Of the living, Vidal spoke nothing but evil that night in ’03. “The cheerleader from Andover” was the worst of a very bad lot. Howard Dean “assessed the unpopularity of the war, but you can’t just do anger at the war. For a second act, why not restore the Constitution and the Bill of Rights? Take your stand on the recovery of our liberties.” Wesley Clark’s resume was too long: “I don’t like these men of great accomplishment who’ve accomplished nothing, and who mean nothing.” Of Dennis Kucinich: “The hair is deplorable… but it’s the only negative thing I can say about him.”
The sum of our political scene was the vanity of Marlowe’s Tamburlaine. “I think: ‘Is it not passing brave to be a king, and ride in triumph through Persepolis?’ This is what you’re up against.
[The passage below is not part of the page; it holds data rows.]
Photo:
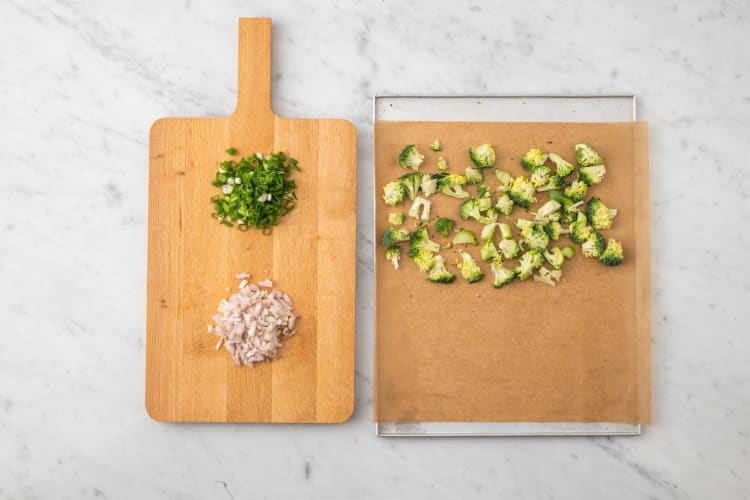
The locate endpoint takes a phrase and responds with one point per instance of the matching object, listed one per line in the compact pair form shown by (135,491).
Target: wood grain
(192,260)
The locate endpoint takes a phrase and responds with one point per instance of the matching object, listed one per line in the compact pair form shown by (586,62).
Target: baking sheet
(411,373)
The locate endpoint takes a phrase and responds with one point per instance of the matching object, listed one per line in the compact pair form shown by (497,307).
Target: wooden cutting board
(192,260)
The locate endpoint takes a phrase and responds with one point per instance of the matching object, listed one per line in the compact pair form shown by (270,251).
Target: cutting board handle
(254,67)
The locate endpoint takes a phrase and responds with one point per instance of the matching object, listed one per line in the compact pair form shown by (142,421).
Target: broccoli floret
(612,254)
(555,182)
(393,254)
(522,192)
(488,252)
(502,275)
(410,157)
(555,257)
(509,248)
(464,237)
(442,164)
(548,277)
(483,156)
(452,185)
(554,229)
(424,259)
(562,168)
(393,235)
(438,273)
(506,180)
(533,158)
(473,175)
(577,190)
(420,240)
(594,245)
(393,193)
(469,269)
(528,263)
(548,212)
(540,176)
(599,214)
(420,206)
(506,232)
(428,184)
(592,175)
(537,238)
(411,182)
(504,204)
(587,156)
(396,218)
(579,229)
(444,226)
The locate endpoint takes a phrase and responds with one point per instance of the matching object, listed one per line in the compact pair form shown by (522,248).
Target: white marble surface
(80,83)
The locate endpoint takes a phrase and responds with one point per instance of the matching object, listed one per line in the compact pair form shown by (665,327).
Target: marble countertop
(82,80)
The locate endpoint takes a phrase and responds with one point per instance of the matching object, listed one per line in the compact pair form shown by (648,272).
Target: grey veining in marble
(82,80)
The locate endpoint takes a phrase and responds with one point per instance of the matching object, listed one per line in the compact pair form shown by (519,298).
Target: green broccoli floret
(420,240)
(393,193)
(506,180)
(555,257)
(548,277)
(509,248)
(452,185)
(393,254)
(540,176)
(504,204)
(396,218)
(464,237)
(483,156)
(438,273)
(568,205)
(599,214)
(594,245)
(428,184)
(562,168)
(554,229)
(548,212)
(502,275)
(612,254)
(537,238)
(555,182)
(592,175)
(410,157)
(393,235)
(444,226)
(469,269)
(420,209)
(412,183)
(473,175)
(533,158)
(506,232)
(528,263)
(522,192)
(424,259)
(577,190)
(579,229)
(587,156)
(488,252)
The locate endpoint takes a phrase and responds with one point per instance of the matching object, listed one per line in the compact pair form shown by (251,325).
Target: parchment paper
(528,352)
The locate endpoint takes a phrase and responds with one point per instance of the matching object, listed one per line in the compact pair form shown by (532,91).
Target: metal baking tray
(506,108)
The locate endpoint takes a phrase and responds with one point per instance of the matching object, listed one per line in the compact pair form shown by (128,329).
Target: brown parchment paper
(528,352)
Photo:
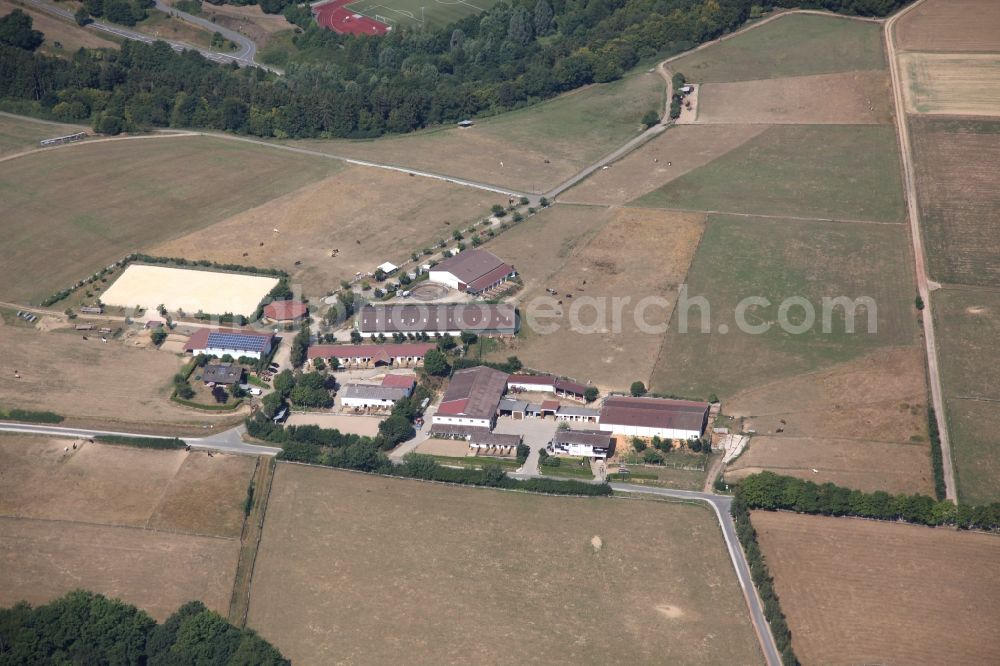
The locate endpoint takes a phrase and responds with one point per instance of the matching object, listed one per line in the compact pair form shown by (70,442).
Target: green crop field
(71,211)
(968,326)
(430,13)
(777,259)
(793,45)
(817,171)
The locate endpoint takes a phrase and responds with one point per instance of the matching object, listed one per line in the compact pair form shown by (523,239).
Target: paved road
(229,441)
(721,505)
(244,55)
(923,283)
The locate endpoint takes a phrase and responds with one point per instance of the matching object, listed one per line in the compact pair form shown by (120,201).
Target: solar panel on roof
(237,341)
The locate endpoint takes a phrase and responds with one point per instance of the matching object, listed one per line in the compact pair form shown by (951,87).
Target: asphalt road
(721,505)
(229,441)
(923,283)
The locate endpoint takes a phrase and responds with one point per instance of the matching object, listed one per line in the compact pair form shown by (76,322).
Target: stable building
(450,318)
(367,396)
(583,443)
(232,342)
(368,356)
(285,312)
(472,271)
(472,398)
(654,417)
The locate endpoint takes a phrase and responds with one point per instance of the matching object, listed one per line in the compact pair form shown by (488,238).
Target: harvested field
(612,265)
(956,163)
(669,156)
(951,84)
(867,592)
(792,45)
(860,424)
(779,259)
(18,133)
(779,173)
(848,98)
(510,150)
(950,26)
(188,290)
(968,325)
(355,425)
(152,190)
(156,571)
(67,33)
(120,485)
(446,567)
(368,215)
(85,379)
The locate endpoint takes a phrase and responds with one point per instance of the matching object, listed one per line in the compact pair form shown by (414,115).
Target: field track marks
(920,259)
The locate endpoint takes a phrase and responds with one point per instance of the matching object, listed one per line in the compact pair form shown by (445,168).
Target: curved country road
(923,282)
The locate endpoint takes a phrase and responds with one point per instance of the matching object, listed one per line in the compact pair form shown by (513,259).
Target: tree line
(87,628)
(773,492)
(512,55)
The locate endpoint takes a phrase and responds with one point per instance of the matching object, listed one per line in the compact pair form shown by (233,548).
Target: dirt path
(923,284)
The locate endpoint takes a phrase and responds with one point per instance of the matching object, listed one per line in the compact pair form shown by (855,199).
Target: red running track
(334,16)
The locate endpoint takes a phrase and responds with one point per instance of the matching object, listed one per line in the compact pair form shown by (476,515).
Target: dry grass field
(68,34)
(952,26)
(369,215)
(98,201)
(792,45)
(956,163)
(510,150)
(951,84)
(968,324)
(815,171)
(18,133)
(674,153)
(155,528)
(847,98)
(359,569)
(88,380)
(188,290)
(607,349)
(866,592)
(860,424)
(778,259)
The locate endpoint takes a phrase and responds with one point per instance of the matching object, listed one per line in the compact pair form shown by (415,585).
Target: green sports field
(432,13)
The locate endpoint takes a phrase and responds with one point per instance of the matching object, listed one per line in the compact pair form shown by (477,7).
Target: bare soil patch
(465,575)
(591,342)
(156,571)
(861,424)
(669,156)
(114,382)
(954,26)
(867,592)
(368,215)
(848,98)
(951,84)
(956,163)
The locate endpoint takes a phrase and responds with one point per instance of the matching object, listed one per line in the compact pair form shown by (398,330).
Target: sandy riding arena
(189,290)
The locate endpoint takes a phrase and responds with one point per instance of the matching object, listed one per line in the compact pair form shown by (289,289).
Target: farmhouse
(369,395)
(235,343)
(222,373)
(285,311)
(472,398)
(585,443)
(471,271)
(452,318)
(653,417)
(405,354)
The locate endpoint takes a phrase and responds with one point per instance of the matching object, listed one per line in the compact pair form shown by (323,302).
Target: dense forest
(509,56)
(87,628)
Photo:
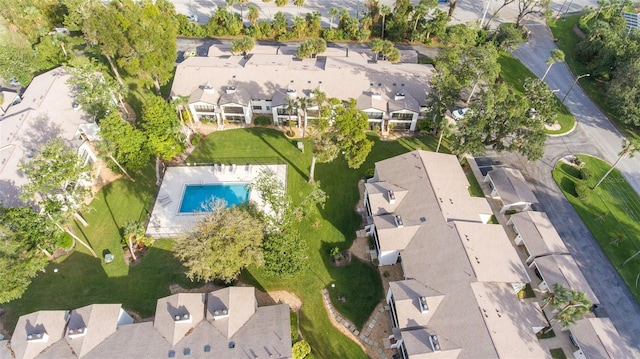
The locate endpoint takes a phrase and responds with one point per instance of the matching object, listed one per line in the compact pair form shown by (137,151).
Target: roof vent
(38,337)
(220,313)
(398,221)
(76,333)
(424,308)
(392,197)
(435,345)
(182,318)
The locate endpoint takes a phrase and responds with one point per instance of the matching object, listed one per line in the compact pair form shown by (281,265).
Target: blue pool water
(195,196)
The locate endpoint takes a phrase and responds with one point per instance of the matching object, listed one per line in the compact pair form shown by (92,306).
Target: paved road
(594,135)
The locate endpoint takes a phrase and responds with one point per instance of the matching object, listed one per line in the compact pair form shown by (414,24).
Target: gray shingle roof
(264,74)
(511,186)
(440,263)
(538,233)
(245,330)
(46,111)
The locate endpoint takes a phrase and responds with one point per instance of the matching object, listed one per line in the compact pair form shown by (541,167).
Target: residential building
(509,186)
(225,323)
(459,296)
(547,254)
(225,88)
(47,110)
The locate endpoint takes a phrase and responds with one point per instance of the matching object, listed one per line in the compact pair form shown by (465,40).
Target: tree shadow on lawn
(355,289)
(82,280)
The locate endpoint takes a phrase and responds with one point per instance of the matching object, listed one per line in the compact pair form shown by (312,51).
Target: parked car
(193,17)
(459,113)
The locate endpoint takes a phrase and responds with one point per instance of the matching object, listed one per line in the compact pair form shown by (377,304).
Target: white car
(459,113)
(193,17)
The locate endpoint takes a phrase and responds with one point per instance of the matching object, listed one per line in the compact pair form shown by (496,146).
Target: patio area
(166,219)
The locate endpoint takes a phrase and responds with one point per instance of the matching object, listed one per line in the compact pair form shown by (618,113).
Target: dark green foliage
(262,121)
(586,174)
(583,192)
(64,240)
(124,142)
(508,37)
(311,47)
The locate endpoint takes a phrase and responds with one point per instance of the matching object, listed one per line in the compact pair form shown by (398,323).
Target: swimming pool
(196,196)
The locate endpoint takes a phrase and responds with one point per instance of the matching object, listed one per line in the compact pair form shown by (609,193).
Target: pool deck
(166,220)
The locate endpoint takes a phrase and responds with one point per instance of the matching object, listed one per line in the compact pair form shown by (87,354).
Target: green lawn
(567,41)
(335,225)
(83,279)
(514,73)
(611,212)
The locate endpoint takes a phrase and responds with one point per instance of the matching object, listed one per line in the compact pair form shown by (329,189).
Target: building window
(402,116)
(234,109)
(374,115)
(204,108)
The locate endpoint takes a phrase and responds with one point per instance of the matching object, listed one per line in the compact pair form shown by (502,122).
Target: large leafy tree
(284,249)
(556,55)
(123,144)
(106,30)
(349,126)
(624,91)
(54,174)
(542,101)
(222,244)
(17,61)
(153,41)
(55,177)
(503,122)
(97,93)
(160,125)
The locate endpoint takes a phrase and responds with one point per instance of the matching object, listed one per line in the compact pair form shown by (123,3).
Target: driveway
(594,135)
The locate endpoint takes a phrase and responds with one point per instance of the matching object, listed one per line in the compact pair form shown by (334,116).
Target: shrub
(300,349)
(369,172)
(64,240)
(261,121)
(586,174)
(425,127)
(583,191)
(196,139)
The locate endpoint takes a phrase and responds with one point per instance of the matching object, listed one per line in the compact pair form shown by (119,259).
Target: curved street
(594,135)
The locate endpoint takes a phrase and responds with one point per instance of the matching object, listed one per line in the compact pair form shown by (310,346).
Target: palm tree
(181,104)
(384,11)
(629,148)
(333,12)
(557,297)
(325,148)
(253,14)
(557,55)
(575,308)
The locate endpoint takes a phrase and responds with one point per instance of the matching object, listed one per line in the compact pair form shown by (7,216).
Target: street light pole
(573,84)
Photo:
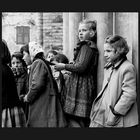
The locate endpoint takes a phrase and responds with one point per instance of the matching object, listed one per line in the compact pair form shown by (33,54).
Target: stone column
(74,19)
(124,27)
(40,28)
(104,28)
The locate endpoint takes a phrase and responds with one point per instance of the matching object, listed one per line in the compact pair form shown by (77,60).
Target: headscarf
(35,48)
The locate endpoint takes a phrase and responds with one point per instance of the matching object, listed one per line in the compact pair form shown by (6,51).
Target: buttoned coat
(44,105)
(121,81)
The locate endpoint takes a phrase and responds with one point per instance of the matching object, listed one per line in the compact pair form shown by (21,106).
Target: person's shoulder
(127,65)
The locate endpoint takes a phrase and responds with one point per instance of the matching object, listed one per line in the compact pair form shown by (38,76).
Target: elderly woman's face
(26,58)
(109,52)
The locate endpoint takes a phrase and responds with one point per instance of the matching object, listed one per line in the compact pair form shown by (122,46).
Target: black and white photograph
(70,70)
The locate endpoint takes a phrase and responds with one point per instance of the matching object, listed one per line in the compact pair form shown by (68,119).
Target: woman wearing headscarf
(12,112)
(44,106)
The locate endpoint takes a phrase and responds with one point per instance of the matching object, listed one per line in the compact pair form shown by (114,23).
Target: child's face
(109,52)
(16,63)
(26,58)
(50,55)
(84,33)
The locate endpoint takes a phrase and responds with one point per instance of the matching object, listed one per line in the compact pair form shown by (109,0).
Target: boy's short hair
(60,58)
(118,43)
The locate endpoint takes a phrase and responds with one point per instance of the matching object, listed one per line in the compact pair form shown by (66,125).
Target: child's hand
(21,97)
(25,98)
(59,66)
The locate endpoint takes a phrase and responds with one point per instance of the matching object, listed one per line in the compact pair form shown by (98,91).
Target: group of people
(50,91)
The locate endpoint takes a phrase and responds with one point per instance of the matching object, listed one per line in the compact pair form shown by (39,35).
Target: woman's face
(83,32)
(109,52)
(16,63)
(26,58)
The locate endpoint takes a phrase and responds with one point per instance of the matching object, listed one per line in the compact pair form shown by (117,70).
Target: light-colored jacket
(122,88)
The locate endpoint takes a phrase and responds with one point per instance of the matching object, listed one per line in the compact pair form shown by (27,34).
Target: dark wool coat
(44,106)
(9,90)
(22,82)
(119,92)
(81,85)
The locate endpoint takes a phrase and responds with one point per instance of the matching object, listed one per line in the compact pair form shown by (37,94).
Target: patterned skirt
(13,117)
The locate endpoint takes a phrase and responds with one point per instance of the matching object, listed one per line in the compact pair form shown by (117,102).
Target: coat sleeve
(38,81)
(128,96)
(84,59)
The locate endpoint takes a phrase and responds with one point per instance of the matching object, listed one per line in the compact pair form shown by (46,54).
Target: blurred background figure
(12,112)
(19,68)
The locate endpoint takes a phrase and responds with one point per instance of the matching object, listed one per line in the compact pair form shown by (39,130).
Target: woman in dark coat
(12,113)
(44,107)
(81,85)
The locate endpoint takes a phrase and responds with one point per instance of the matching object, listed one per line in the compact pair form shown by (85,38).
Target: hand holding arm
(59,66)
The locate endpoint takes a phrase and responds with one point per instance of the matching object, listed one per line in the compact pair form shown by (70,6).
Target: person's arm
(81,65)
(38,81)
(128,96)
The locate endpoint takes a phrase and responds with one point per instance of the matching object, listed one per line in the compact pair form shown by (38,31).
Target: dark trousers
(76,121)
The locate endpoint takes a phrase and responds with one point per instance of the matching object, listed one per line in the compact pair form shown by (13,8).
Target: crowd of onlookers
(41,90)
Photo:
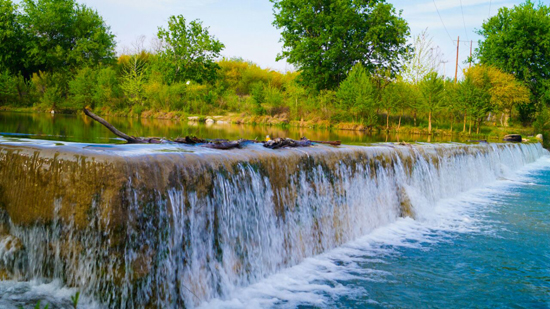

It’s just ambition. King-of-the-Castle is what they’re playing. Well, I want a better castle, suitable for a better king. So this system isn’t going to give it to us.”
There was nothing the slightest bit encouraging here except Gore Vidal himself and the indomitable fierceness of his campaign to reprove us, improve us and amuse us, all at the same time. The overflow Cambridge crowd ate him up, and I hope you will, too.